Image : NASA/Wikimedia Commons

"Le fait que les émissions sont de nouveau en hausse après trois ans de stabilisation est un gigantesque pas en arrière pour l'humanité", a déclaré Amy Luers, directeur exécutif de Future Earth, une organisation internationale de recherche en sciences du développement durable.

"Il faut absolument que nous atteignons le pic des émissions prochainement, et qu'elles tombent à zéro d'ici 2050", déclare Luers dans un communiqué.
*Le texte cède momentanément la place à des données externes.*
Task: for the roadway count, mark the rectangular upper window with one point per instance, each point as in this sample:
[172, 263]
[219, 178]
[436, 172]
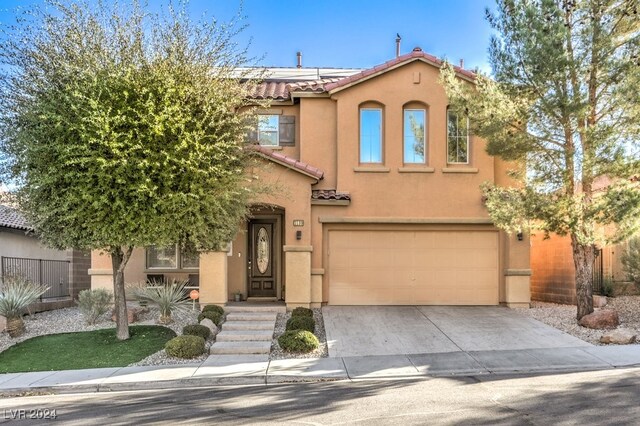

Ripple convient qu'il est urgent de réduire les émissions de CO2, et précise que ce nouvel article insiste sur les moyens de stopper la catastrophe environnementale : création de parcs et de réserves naturelles, réduction du trafic d'espèces sauvages, adoption du végétarisme, développement des programmes de planification familiale et d'éducation pour les femmes, adoption massive des énergies renouvelables.

"Travailler ensemble pour le bien de l'humanité et de la planète dont nous dépendons est indispensable", conclut l'article, avec un optimisme certain. "Nous espérons que notre document suscitera un vaste débat public sur l'environnement et le climat au niveau mondial", ajoute Ripple.

Rappelons que les médias ont superbement ignoré l'avertissement des scientifiques en 1992. Le New York Times et le Washington Post, entre autres, avaient affirmé qu'il n'était "pas digne d'intérêt."